之後有一個問答環節，那時候學民思潮的成員來到了螢幕前面，有黃之鋒，也包括Derek，周庭和羅冠聰。他們基本上重複對於爭取民主的精神，而學民思潮現在已經不再存在，他們已經成立了一個政黨，黃之鋒宣布他將會試圖在下屆立法會爭取議席， 因為那時候才會有成為一個候選人的法定年齡。 當每個人都離開了電影院，大多數觀眾跟隨黃之鋒去跟他說話。有一刻，他似乎是一個超級明星在舉行粉絲見面會，但我不認為這部電影給了他一個機會去炫耀他多年來積極處理政治做得多麼好，但電影只是提醒了人們，儘管受到壓迫，有些年輕人沒有試圖放棄去要求不可能的事。
Call me naive but I was touched by the movie. Instead of queuing up to talk to Joshua Wong, I went up to talk to Nathan just to properly say, thank you for the effort that he and his peers have put in all these years and naively I said, please run for a place at the LegCo again when it is confirmed that he would be disqualified/kicked out of it. He politely shook my hand with both of his hands with his body bowing slightly to say thank you in return and goodbye.
This movie makes you smile at times at beautiful scenes when you see the unity of the Hong Kongers putting up their umbrellas in Central at the same time, and it makes you sad when you see the government officials have refused time after time to speak to the activists(especially when you see the face of CY Leung) and breaks your heart when the civilians who participate at the movement were hit by the police or hurt by the tear gas.
I just realised I kind of wrote a mini essay about this movie! But if not for the movie, I won’t know I am that attached to this place named Hong Kong. I know I will never be that passionate and active in making changes to my homeland, but at least, I respect people around my age who do take into action to such a great extent. I will just continue to openly express my thoughts on political matters when I feel like it.
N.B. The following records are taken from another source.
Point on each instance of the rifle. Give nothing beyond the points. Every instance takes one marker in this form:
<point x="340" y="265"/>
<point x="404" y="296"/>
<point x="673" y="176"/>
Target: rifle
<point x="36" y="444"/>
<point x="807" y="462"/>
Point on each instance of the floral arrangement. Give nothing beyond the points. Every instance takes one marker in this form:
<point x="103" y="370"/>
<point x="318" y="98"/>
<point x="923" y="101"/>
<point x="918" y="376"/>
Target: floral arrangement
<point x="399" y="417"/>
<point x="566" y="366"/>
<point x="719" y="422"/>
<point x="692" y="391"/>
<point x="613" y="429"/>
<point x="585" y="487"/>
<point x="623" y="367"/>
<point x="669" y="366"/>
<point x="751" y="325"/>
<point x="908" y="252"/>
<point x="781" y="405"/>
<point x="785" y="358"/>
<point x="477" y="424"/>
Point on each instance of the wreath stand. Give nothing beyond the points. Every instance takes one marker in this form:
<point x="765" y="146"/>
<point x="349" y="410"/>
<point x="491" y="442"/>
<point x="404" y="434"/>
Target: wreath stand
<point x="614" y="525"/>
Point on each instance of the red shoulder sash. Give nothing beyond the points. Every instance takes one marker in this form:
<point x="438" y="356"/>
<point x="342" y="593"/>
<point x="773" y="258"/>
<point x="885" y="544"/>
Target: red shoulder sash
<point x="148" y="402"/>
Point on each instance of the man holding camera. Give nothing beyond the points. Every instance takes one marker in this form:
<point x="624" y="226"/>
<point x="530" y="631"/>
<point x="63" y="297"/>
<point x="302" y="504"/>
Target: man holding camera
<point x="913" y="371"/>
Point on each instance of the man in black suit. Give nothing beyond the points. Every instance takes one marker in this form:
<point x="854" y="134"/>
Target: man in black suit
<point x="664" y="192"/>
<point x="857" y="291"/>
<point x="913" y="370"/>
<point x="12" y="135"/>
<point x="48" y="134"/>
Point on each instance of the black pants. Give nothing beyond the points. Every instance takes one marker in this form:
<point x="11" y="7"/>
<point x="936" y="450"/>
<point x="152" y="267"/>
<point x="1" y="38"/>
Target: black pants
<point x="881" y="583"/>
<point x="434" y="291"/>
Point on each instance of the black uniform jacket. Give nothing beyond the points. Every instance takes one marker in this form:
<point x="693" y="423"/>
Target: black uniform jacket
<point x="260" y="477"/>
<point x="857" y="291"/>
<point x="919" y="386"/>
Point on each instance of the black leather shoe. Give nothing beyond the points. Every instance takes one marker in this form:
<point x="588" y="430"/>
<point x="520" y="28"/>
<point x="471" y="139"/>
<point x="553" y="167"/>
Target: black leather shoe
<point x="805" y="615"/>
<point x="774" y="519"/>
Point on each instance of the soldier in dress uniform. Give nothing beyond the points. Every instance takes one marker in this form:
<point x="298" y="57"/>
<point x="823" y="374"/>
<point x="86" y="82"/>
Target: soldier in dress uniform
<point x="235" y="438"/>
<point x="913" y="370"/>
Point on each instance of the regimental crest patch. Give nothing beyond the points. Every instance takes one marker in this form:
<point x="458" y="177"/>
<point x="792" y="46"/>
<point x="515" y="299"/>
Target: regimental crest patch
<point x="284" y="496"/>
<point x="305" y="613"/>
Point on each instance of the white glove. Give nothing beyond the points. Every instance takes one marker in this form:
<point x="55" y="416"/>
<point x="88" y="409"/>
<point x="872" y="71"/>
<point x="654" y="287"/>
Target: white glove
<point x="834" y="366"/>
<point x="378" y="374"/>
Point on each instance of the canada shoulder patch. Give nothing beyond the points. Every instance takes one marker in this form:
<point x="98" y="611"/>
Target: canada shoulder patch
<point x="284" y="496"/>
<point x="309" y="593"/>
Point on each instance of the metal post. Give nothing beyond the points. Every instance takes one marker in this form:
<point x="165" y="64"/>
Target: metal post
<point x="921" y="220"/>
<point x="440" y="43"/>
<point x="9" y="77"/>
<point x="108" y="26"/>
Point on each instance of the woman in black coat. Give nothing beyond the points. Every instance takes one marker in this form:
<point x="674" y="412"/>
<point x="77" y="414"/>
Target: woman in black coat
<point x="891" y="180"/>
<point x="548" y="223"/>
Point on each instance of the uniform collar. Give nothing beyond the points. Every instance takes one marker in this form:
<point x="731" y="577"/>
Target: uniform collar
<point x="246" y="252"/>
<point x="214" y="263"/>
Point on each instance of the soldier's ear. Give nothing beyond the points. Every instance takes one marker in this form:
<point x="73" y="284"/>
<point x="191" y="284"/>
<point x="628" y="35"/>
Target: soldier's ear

This is because sooner or later, Hong Kongers would lose the freedom of expression and typing a blog post like this would be censored, or let’s say ‘harmonised’ and then erased.
我發現我好像為這部電影作了一篇迷你論文！ 但如果不是為了電影，我不知道我對這個名為香港的地方有這麼深的感情。 我知道我永遠都不會那麼熱情和積極地改變我的家鄉，但至少，我尊重在我的年齡肯在這麼大程度上採取行動的人。當我有感覺的時候，我會繼續公開表示我對政治問題的想法。 這是因為遲早，香港人會失去言論自由，這樣的博客帖子會被審查，或者說被「何蟹／和諧」，然後被刪除。